Vos prédécesseurs, tant Philippe Henry que Carlo Di Antonio, ont lancé de nombreux projets ou tentatives de refonte du territoire. Avec des succès divers. Que pensez-vous de l’évolution qu’a connue le territoire wallon ces dernières années ?
Je me garderai bien de juger le travail de mes prédécesseurs. L’aménagement du territoire est un grand paquebot qu’il n’est pas simple de manoeuvrer. Ce dont nous avons surtout besoin, c’est d’une vision à moyen et à long terme. Cette vision doit aussi être pérenne.
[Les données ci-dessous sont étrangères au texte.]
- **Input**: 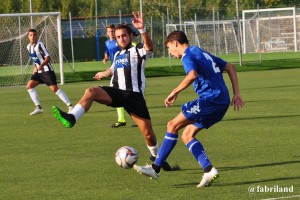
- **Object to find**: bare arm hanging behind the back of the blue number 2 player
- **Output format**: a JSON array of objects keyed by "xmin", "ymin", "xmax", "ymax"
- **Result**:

Et dans le même temps, il faut agir immédiatement. Des réflexions intéressantes ont été menées par le passé, comme le Schéma de développement territorial, qui a été un gigantesque travail. Tout n’est donc pas à jeter !
Vous avez rencontré l’Upsi il y a quelques semaines. Les conditions sont-elles, selon vous, suffisamment réunies pour que les promoteurs immobiliers puissent densifier les centres-villes ?
Ils me demandent surtout une prévisibilité de la règle et de la norme, de la concertation, du réalisme et de la cohérence. Ils ont aussi abordé la question de la charge d’urbanisme, qui ne doit pas être une nouvelle forme de taxation immobilière, comme c’est parfois le cas.
En matière de charges d’urbanisme, cela part en effet un peu dans tous les sens. Etes-vous favorable à la mise en place d’un cadre régional en la matière ?
C’est mon intention. Le CoDT définit déjà un cadre pour les charges d’urbanisme et il y a de la jurisprudence. Mais il faut reconnaître qu’il y a de l’élasticité dans les demandes des communes. Je souhaite davantage les cadrer et les préciser. La charge doit être bien mieux mesurée.
Par ailleurs, vous avez enterré le référentiel des ” Quartiers nouveaux “. Doit-on aller vers un nouveau modèle ?
Nous en avons fait l’évaluation. A l’exception d’un dossier, rien n’était vraiment mis en oeuvre. Il faut abandonner le concept et revenir aux outils existants tels que la ZEC.
(1) Evolution de l’artificialisation du sol en Wallonie : 18 km2/an entre 1990 et 2000, 16 km2/an entre 2000 et 2010, 12,7 km2/an entre 2010 et 2015, 11,3 km2/an entre 2016 et 2019.